Outra moradora de São Bernardo, a fonoaudióloga Aline Gerbelli aderiu a ideia na segunda gestação. “Meu primeiro filho nasceu no hospital, e apesar de ter sido um parto vaginal, fui submetida a várias intervenções, mesmo contra a minha vontade. Tomei anestesia, soro com hormônio, e nada disso estava nos meus planos. Sem falar no atendimento muito impessoal que recebi”, reclamou.
Aline contratou uma enfermeira obstetra, que foi o único profissional a assistir seu parto. “Foi completamente diferente. O respeito com que fui tratada, poder esperar a hora do nascimento sem nada para apressar. As dores foram muito menores, mesmo sem nenhum método farmacológico para controle. Fora o fato de estar perto do meu marido, do meu filho mais velho”, explicou.
“Durante o pré-natal, comentei com o médico da UBS (Unidade Básica de Saúde) que meu marido e eu havíamos optado pela Casa de Parto. Ouvi do médico que não precisava disso, que o local não contava com UTI (Unidade de Tratamento Intensivo)”, relatou Carol. “Meu sentimento foi de raiva. Não estava doente, minha filha não estava doente, não precisávamos de uma UTI”, completou. O Grupo Maternamente conta com um blog e o endereço é maternamente.blogspot.com.
O que você precisa saber sobre o assunto
O parto domiciliar é indicado para toda mulher que desejar passar por essa experiência, desde que sua gestação seja de baixo risco. “Qualquer gestante que não tenha tido durante a gravidez intercorrências que apontem para a necessidade de assistência hospitalar, de um ambiente hospitalar na hora do parto. Como intercorrências podemos citar pressão alta com conseqüente perda de proteína (identificada por exames) que podem resultar em um quadro de eclampsia ou pré-eclâmpsia; bebês muito grandes (com mais de cinco quilos) ou diabete fora de controle”, explicou Deborah Delage, doutoranda em Saúde Pública no Departamento Materno Infantil da Faculdade de Saúde Pública da Universidade de São Paulo (USP) e uma das coordenadoras do Maternamente, grupo de apoio às gestantes e à maternidade ativa no ABC.
Os custos são variáveis, dependendo da equipe que vai assistir ao parto. “Aqui no ABC não temos médicos da região que assistam partos domiciliares. O que a gente sabe, pelo que ouvimos as mães contarem, é que em um hospital privado uma equipe para o parto pode custar entre R$ 10 e R$ 12 mil. Para um atendimento domiciliar, já ouvi falar em R$2, em R$ 4 mil. Porém, a questão financeira não pode ser um dos motivos principais. É importante frisar que quando falamos em parto domiciliar não se trata de um evento desassistido”, destacou a coordenadora.
Segundo Deborah, existem diversas pesquisas e estudos, baseados em evidências científicas, de que não existem riscos aumentados para o parto domiciliar, sendo os mesmos possíveis para um parto normal em ambiente hospitalar. Quanto aos benefícios, são citados pelas mulheres que passaram por essa experiência a segurança de estar em um ambiente conhecido; o respeito às suas vontades por parte dos profissionais contratados e a tranquilidade de esperar as coisas acontecerem no tempo natural, sem pressa.

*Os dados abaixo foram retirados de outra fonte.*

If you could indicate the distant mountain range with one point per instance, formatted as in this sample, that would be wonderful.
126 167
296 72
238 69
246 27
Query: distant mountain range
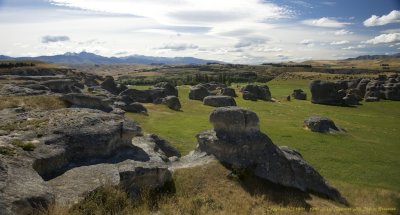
90 58
375 57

“Não podemos generalizar, mas o que vejo é que os médicos têm muita dificuldade em olhar o parto baseado em evidências científicas e adotar procedimentos que tiram o poder e o controle do sistema sobre o corpo da mulher”, afirmou Aline Gerbelli, fonoaudióloga e moradora de São Bernardo, que em 2009 deu à luz ao filho Pedro em sua casa, assistida por uma enfermeira obstetra.